The data abuse starts by reporting data without noting anything about the methodology behind it. Data is meaningless if you don’t know how it was collected. For this article, they report on two different websites which claim to have analyzed Google+ user profiles. Neither of these websites say that they’ve looked at all of the profiles, and neither of them note what method they used to sample the profiles that they did analyze.
The data abuse continues by ignoring the major differences in the data that is returned by the two sites. One says that 86.8% of sampled profiles are male, the other says that 73.7% are male. What explains a delta of more than 10 points? I can come up with possibilities, but I don’t know if any of my potential explanations are correct. In the case of any of the possibilities, it would tell us a very different story. For example, if the difference is one of time (that is, one set of data was collected earlier than the other), then we’d learn something about the early-adopter curve. If the difference is one of sampling method, then we might learn about the relative strengths of each of those sampling methods for this type of dataset.
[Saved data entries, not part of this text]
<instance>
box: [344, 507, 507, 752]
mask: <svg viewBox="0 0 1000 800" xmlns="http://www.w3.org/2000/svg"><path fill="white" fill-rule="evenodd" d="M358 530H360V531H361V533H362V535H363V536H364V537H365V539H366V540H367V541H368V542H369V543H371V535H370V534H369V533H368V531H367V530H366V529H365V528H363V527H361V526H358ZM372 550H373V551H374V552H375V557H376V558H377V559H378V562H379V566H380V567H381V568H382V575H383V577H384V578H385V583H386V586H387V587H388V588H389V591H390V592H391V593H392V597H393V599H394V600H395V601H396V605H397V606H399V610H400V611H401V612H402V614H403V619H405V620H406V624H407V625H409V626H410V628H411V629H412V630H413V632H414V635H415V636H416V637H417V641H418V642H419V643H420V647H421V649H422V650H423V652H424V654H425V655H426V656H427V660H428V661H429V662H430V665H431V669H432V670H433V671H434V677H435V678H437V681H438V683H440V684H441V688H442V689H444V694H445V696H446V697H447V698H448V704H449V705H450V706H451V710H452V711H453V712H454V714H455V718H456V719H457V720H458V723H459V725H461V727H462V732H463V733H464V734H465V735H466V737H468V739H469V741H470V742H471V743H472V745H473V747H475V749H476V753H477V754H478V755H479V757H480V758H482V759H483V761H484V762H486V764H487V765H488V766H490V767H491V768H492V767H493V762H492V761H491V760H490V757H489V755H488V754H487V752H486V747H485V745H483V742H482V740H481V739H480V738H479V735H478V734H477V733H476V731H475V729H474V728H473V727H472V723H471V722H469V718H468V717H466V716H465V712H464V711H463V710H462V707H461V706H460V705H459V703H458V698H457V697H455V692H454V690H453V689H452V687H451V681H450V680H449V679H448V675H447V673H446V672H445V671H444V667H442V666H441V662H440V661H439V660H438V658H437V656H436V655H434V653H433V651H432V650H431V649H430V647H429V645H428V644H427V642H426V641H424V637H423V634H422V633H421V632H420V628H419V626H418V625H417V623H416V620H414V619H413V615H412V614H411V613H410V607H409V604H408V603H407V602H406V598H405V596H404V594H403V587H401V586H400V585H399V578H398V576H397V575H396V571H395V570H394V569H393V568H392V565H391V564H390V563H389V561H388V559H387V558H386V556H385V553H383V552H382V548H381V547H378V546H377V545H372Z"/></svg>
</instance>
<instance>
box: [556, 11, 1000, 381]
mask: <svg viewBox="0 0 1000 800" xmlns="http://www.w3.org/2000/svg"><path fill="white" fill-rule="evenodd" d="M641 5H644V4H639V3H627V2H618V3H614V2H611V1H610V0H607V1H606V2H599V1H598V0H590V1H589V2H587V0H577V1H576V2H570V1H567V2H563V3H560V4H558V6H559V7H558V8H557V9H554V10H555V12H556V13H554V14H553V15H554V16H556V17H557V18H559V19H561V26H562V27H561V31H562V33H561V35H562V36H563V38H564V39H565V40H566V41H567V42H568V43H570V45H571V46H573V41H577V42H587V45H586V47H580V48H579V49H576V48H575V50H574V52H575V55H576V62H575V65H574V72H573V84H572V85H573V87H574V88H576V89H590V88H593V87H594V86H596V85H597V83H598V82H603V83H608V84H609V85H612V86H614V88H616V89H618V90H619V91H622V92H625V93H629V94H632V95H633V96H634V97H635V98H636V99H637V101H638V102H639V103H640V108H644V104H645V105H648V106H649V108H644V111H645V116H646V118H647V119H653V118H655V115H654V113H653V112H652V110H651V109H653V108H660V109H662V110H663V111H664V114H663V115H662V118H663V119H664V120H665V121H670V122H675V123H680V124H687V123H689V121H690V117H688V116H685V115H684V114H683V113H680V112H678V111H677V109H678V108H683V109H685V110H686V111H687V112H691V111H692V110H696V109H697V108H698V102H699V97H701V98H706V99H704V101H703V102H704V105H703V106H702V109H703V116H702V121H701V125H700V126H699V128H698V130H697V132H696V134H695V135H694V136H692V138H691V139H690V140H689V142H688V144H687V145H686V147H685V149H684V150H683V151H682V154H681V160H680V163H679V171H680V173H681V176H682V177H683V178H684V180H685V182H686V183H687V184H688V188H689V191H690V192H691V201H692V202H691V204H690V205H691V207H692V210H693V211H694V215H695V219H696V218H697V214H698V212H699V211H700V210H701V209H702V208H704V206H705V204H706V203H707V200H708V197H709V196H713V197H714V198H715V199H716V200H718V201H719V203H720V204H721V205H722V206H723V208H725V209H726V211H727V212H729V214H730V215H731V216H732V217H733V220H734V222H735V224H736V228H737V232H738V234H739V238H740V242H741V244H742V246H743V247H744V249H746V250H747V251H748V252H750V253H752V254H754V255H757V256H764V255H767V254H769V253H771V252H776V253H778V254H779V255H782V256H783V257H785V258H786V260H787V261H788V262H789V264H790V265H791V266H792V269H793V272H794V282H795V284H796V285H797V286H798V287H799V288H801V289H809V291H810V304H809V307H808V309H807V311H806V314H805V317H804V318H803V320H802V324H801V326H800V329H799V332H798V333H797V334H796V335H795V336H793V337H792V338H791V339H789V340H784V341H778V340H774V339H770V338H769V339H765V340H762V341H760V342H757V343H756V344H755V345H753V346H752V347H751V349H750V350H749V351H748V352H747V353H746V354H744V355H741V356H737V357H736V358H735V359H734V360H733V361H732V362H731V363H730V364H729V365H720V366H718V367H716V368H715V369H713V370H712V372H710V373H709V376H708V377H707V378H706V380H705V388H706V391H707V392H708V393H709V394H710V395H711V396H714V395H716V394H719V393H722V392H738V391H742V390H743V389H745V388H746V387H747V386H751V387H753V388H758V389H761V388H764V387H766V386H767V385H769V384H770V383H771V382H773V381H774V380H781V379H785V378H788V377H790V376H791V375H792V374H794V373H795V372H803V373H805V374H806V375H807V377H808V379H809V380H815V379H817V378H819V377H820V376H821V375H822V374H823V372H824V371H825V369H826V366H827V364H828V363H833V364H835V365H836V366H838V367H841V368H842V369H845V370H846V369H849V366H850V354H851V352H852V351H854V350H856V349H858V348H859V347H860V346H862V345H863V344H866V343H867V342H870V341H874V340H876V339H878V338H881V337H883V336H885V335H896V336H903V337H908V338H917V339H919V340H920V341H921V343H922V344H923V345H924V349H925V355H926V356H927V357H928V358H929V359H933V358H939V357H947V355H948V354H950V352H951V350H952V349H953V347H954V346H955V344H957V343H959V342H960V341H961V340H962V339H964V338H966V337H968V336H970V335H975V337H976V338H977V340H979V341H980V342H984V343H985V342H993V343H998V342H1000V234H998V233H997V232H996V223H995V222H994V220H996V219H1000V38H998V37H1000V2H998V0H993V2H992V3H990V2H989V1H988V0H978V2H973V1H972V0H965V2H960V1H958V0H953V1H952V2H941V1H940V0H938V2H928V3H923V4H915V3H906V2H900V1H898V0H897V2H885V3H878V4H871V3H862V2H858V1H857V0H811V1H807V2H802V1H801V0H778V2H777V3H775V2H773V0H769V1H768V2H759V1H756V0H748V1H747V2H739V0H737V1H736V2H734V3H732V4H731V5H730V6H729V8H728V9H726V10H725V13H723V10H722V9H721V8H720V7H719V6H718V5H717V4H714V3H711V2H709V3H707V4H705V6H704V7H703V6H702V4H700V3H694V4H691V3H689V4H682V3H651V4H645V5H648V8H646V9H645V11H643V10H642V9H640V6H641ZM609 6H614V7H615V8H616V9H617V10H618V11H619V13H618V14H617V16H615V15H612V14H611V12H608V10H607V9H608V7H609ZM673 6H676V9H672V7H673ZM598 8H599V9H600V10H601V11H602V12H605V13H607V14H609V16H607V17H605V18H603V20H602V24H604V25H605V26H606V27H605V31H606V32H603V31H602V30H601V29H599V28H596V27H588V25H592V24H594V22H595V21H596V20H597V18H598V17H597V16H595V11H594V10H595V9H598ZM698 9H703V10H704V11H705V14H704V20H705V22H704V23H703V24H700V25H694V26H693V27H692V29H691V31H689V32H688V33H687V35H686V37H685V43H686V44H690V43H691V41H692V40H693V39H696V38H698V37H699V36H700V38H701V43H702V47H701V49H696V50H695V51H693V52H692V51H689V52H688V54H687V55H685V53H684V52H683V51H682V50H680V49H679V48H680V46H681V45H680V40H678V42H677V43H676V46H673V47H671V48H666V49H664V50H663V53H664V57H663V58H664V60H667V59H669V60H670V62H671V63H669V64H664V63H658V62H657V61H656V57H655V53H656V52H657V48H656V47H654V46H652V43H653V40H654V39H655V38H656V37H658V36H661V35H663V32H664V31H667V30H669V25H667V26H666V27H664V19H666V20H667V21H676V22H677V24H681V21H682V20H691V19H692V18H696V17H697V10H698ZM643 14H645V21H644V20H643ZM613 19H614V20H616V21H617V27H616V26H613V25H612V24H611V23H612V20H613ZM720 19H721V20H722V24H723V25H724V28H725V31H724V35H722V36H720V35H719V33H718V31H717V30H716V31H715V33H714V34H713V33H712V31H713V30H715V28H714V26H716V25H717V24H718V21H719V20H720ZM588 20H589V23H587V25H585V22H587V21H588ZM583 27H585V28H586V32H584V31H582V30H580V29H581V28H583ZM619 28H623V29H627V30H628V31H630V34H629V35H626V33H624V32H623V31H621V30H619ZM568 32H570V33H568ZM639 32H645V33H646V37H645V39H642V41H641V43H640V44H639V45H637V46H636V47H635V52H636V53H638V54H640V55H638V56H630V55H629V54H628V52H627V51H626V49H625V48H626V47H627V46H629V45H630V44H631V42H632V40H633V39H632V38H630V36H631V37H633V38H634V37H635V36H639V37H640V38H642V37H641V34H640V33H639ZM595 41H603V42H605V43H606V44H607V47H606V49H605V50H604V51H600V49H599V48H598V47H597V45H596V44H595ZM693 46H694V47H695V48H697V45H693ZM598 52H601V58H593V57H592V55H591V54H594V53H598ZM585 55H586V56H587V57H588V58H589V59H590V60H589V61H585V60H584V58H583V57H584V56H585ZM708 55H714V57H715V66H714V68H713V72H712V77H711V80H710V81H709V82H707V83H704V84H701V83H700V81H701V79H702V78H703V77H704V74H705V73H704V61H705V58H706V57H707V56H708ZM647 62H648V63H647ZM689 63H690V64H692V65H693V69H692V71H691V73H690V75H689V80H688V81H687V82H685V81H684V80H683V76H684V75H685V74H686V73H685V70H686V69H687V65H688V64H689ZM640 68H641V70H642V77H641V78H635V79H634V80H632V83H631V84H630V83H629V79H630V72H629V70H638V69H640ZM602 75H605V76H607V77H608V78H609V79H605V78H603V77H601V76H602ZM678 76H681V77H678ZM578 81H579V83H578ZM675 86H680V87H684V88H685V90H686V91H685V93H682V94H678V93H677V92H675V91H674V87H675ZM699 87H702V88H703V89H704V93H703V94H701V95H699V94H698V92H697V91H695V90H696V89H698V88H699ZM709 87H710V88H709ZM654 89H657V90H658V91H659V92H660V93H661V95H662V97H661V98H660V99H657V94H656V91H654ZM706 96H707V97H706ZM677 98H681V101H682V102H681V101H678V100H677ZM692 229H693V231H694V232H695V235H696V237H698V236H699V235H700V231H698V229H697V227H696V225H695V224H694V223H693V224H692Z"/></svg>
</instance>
What really bothers me about this breathless repeating of such statistics is that there is no attempt at analysis. If we accept that the current Google+ users skew male, is this any different than the usual early-adopter curve? Or the early-adopter curve for social media? Or the early-adopter curve for new Google applications? Data without analysis is meaningless. Reporting on the data suggests that we should care, that there is something different here. But it appears that no-one has bothered to answer such basic questions about the data.
We can do better than this. Let’s stop the blind reporting of data, and instead expend some effort on analyzing the data.